In the first phase of his study, Bratman discovered that “volunteers who walked briefly through a lush, green portion of the Stanford campus were more attentive and happier afterward than volunteers who strolled for the same amount of time near heavy traffic.”

In the second phase, he looked at the impact of nature walks on people who brood:

Brooding, which is known among cognitive scientists as morbid rumination, is a mental state familiar to most of us, in which we can’t seem to stop chewing over the ways in which things are wrong with ourselves and our lives. This broken-record fretting is not healthy or helpful. It can be a precursor to depression and is disproportionately common among city dwellers compared with people living outside urban areas, studies show.

Perhaps most interesting for the purposes of Mr. Bratman and his colleagues, however, such rumination also is strongly associated with increased activity in a portion of the brain known as the subgenual prefrontal cortex.

Examining the brain, Bratman discovered that, for those walking by the highway, “[b]lood flow to their subgenual prefrontal cortex was still high and their broodiness scores were unchanged. By contrast,

the volunteers who had strolled along the quiet, tree-lined paths showed slight but meaningful improvements in their mental health, according to their scores on the questionnaire. They were not dwelling on the negative aspects of their lives as much as they had been before the walk.

They also had less blood flow to the subgenual prefrontal cortex. That portion of their brains were quieter.

Wordsworth was definitely a brooder and he describes urban living as being damaging to his mental health. In Tintern Abbey he talks of living in “lonely rooms” and being disturbed by “the din of towns and cities.” He experiences “the heavy and the weary weight of all this unintelligible world” and later mentions “the fretful stir unprofitable, and the fever of the world” and “the dreary intercourse of daily life.”

Luckily, he has visited the Wye River and so has memories he can fall back on—“emotion recollected in tranquility” as he describes the process in the preface to Lyrical Ballads:

I have owed to them [my memories],
In hours of weariness, sensations sweet,
Felt in the blood, and felt along the heart;
And passing even into my purer mind
With tranquil restoration… 

And

To them I may have owed another gift,
Of aspect more sublime; that blessed mood,
In which the burthen of the mystery,
In which the heavy and the weary weight
Of all this unintelligible world,
Is lightened:—that serene and blessed mood,
In which the affections gently lead us on,—
Until, the breath of this corporeal frame
And even the motion of our human blood
Almost suspended, we are laid asleep
In body, and become a living soul:
While with an eye made quiet by the power
Of harmony, and the deep power of joy,
We see into the life of things.

Think of this as another way of saying that the brain is quieter because there is “less blood flow to the subgenual prefrontal cortex.” Guess which articulation I prefer.
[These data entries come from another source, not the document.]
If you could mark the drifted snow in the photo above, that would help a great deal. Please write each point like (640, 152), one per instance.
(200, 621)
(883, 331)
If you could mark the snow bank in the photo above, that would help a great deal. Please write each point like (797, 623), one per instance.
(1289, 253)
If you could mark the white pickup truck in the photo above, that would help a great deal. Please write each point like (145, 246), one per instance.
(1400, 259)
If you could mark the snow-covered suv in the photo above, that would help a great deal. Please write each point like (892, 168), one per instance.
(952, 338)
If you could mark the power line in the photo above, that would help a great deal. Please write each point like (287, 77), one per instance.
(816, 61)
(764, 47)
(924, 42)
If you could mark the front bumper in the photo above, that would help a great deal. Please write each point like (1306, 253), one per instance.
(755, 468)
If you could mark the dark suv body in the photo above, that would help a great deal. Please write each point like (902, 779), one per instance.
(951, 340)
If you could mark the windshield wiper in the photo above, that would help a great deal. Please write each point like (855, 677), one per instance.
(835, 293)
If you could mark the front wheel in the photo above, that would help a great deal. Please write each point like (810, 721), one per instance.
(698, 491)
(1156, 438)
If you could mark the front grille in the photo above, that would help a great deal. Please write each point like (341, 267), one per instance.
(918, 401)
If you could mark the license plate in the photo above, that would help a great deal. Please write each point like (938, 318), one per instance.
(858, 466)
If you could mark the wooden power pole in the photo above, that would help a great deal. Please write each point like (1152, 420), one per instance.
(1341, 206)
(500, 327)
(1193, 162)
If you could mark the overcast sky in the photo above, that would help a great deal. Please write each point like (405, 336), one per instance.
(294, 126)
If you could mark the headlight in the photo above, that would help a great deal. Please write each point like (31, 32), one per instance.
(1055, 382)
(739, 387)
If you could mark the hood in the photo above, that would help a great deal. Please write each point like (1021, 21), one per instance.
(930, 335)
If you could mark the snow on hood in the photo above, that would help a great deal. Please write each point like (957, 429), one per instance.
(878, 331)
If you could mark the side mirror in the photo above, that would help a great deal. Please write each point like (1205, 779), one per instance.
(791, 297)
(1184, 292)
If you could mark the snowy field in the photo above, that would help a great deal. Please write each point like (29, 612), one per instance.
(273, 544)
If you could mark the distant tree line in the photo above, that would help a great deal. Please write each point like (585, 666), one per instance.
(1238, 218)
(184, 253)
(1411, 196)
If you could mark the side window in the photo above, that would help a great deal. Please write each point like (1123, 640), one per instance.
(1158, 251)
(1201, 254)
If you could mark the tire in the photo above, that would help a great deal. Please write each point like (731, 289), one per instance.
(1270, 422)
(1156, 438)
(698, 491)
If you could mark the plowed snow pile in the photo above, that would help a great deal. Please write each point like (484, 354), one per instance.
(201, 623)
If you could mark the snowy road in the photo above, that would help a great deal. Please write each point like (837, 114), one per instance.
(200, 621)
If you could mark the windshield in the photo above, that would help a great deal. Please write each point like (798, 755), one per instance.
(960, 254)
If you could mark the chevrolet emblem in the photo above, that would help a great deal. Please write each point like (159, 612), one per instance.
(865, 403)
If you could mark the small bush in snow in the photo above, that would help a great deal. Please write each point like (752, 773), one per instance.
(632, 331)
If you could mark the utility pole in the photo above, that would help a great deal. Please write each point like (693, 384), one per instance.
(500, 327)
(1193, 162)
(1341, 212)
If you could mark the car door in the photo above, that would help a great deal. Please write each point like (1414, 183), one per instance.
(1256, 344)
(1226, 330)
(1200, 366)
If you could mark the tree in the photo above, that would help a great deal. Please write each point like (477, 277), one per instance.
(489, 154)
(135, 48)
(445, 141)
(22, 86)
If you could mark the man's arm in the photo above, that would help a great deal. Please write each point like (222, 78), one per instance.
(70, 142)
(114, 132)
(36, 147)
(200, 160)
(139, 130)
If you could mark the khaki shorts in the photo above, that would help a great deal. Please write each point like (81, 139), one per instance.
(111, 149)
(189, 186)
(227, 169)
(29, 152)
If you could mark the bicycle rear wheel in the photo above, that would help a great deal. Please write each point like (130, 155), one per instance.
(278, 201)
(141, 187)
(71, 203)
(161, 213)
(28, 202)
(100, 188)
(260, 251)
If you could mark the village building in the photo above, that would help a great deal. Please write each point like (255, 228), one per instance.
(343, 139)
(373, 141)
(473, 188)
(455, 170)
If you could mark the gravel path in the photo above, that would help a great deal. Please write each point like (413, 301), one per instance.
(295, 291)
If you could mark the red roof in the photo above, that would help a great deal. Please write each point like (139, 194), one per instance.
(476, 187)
Like a good scientist, Bratman acknowledges that we don’t yet know what precisely about nature walks changes the brain. He wonders how long must a walk be, what within the walk we find the most soothing, and whether it matters if we are alone or accompanied. With regards to this final question, Wordsworth has something to say.

While many of his walks are solitary, something is added when he visits the Wye with his sister Dorothy, whom he describes as his “dear, dear Friend.” Being with her, he says, enhances the experience:

[Nor] wilt thou then forget
That on the banks of this delightful stream
We stood together and that I, so long
A worshipper of Nature, hither came
Unwearied in that service: rather say
With warmer love—oh! with far deeper zeal
Of holier love. Nor wilt thou then forget,
That after many wanderings, many years
Of absence, these steep woods and lofty cliffs,
And this green pastoral landscape, were to me
More dear, both for themselves and for thy sake!